Nanosecond fs timestamp support: sad

Matt Mackall

unread,

Jul 21, 2011, 2:10:02 PM7/21/11

to

So it turns out that the resolution on filesystem timestamps is tied to
HZ rather than gettimeofday or similar, which means the resolution
improvement over seconds is.. not much. And not nearly as much as
advertised!

This means I can touch a file something like 70k times per second and
get only 300 distinct timestamps on my laptop. And only 100 distinct
timestamps on a typical distro server kernel.

Meanwhile, I can call gettimeofday 35M times per second and get ~1M
distinct responses.

Given that we can do gettimeofday three orders of magnitude faster than
we can do file transactions and it has four orders of magnitude better
resolution, shouldn't we be using it for filesystem time when
sb->s_time_gran is less than 1/HZ?

--
Mathematics is the supreme nostalgia of our time.

--
To unsubscribe from this list: send the line "unsubscribe linux-kernel" in
the body of a message to majo...@vger.kernel.org
More majordomo info at http://vger.kernel.org/majordomo-info.html
Please read the FAQ at http://www.tux.org/lkml/

Andi Kleen

unread,

Jul 22, 2011, 2:10:01 AM7/22/11

to

Matt Mackall <m...@selenic.com> writes:

> This means I can touch a file something like 70k times per second and
> get only 300 distinct timestamps on my laptop.
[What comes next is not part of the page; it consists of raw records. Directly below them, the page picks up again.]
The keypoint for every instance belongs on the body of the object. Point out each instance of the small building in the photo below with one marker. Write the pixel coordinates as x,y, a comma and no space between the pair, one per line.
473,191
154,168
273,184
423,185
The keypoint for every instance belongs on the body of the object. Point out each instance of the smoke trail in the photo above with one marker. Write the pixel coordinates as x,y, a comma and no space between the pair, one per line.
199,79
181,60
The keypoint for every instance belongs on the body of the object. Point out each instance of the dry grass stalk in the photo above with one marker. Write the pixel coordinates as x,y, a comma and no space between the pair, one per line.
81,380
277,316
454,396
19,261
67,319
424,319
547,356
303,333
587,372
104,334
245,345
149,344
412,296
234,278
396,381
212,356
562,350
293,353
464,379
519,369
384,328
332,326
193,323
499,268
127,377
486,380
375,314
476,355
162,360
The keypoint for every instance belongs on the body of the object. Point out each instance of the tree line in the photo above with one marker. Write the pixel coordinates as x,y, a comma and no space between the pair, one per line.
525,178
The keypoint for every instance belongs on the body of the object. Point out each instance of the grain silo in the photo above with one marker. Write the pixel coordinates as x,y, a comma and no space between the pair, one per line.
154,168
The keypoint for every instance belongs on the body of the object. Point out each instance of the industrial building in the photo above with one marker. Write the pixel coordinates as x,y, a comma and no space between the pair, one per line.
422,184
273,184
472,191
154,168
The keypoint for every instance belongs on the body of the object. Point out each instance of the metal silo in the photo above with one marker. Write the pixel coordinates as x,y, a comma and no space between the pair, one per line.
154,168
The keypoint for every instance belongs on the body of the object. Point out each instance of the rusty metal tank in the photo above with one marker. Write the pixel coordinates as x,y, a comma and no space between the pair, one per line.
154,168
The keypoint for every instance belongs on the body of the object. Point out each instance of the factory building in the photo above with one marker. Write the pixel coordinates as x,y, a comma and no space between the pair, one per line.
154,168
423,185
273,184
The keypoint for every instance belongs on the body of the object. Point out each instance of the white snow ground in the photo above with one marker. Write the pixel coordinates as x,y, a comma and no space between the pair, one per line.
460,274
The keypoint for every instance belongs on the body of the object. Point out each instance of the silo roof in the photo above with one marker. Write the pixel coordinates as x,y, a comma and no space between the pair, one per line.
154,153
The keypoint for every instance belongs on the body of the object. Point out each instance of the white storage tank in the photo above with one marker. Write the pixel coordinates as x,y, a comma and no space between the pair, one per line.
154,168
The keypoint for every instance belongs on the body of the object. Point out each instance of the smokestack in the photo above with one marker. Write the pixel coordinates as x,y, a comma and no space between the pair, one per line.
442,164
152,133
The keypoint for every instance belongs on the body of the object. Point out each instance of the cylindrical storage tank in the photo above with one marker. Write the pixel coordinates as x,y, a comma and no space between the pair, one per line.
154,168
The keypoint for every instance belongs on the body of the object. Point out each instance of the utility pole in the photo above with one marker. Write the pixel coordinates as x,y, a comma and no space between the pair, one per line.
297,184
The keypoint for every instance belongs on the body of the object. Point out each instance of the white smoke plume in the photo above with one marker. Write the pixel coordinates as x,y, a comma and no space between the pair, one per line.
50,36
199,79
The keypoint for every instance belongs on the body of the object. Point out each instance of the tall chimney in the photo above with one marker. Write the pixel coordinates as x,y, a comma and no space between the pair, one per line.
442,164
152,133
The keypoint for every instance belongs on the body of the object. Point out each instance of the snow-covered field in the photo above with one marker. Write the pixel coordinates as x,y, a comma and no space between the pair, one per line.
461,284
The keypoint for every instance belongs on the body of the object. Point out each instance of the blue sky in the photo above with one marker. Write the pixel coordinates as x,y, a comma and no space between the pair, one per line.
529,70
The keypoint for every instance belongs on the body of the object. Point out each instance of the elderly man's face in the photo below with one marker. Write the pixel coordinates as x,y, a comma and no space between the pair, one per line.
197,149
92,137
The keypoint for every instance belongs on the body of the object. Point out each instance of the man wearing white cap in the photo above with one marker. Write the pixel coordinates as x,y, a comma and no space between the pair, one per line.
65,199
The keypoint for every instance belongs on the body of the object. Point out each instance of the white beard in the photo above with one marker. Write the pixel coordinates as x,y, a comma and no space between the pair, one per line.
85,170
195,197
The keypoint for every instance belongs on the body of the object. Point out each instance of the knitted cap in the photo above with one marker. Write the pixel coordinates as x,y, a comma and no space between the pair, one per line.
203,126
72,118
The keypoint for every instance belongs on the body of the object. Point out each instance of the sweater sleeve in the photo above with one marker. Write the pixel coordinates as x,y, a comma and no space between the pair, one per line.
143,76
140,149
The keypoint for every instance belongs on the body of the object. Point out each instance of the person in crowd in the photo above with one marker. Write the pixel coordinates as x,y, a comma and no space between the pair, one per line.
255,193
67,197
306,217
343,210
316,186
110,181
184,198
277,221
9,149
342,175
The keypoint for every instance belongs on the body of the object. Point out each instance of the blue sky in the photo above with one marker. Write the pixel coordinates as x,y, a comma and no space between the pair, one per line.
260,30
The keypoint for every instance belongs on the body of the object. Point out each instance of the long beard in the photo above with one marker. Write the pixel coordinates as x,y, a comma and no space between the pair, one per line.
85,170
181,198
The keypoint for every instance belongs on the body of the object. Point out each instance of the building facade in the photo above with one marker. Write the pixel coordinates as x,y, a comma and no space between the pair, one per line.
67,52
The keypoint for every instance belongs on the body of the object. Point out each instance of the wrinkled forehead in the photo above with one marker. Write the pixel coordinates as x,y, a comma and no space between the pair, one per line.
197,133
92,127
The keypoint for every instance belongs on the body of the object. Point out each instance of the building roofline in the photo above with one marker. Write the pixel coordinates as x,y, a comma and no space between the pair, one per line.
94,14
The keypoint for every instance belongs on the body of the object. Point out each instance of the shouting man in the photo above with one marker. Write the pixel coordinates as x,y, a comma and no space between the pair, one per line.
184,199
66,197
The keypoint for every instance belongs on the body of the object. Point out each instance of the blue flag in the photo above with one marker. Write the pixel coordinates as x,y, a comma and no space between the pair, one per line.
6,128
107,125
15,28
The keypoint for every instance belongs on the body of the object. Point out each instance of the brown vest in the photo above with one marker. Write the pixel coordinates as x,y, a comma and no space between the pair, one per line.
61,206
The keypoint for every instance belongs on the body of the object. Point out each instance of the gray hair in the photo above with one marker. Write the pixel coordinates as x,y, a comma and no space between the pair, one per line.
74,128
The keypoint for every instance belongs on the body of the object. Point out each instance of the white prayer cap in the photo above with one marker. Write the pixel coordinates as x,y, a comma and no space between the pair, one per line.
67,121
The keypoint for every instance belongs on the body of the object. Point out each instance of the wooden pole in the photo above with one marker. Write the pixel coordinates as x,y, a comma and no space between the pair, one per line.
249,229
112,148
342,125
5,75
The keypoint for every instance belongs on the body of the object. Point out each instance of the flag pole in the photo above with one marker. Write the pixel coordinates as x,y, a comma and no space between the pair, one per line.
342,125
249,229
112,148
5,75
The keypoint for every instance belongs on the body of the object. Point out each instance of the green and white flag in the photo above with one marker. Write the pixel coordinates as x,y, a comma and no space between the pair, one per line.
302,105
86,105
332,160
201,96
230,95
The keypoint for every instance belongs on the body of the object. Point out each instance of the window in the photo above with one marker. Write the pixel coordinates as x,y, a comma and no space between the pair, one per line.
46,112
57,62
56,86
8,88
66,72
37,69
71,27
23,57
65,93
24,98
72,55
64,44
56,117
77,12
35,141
And only 100 distinct
> timestamps on a typical distro server kernel.

You should use the inode generation number if you really want
to see every update.

> Meanwhile, I can call gettimeofday 35M times per second and get ~1M
> distinct responses.

They key word here is "I".

> Given that we can do gettimeofday three orders of magnitude faster than
> we can do file transactions and it has four orders of magnitude better
> resolution, shouldn't we be using it for filesystem time when
> sb->s_time_gran is less than 1/HZ?

Some systems have a quite slow gettimeofday()
That was the primary motivation for using jiffies.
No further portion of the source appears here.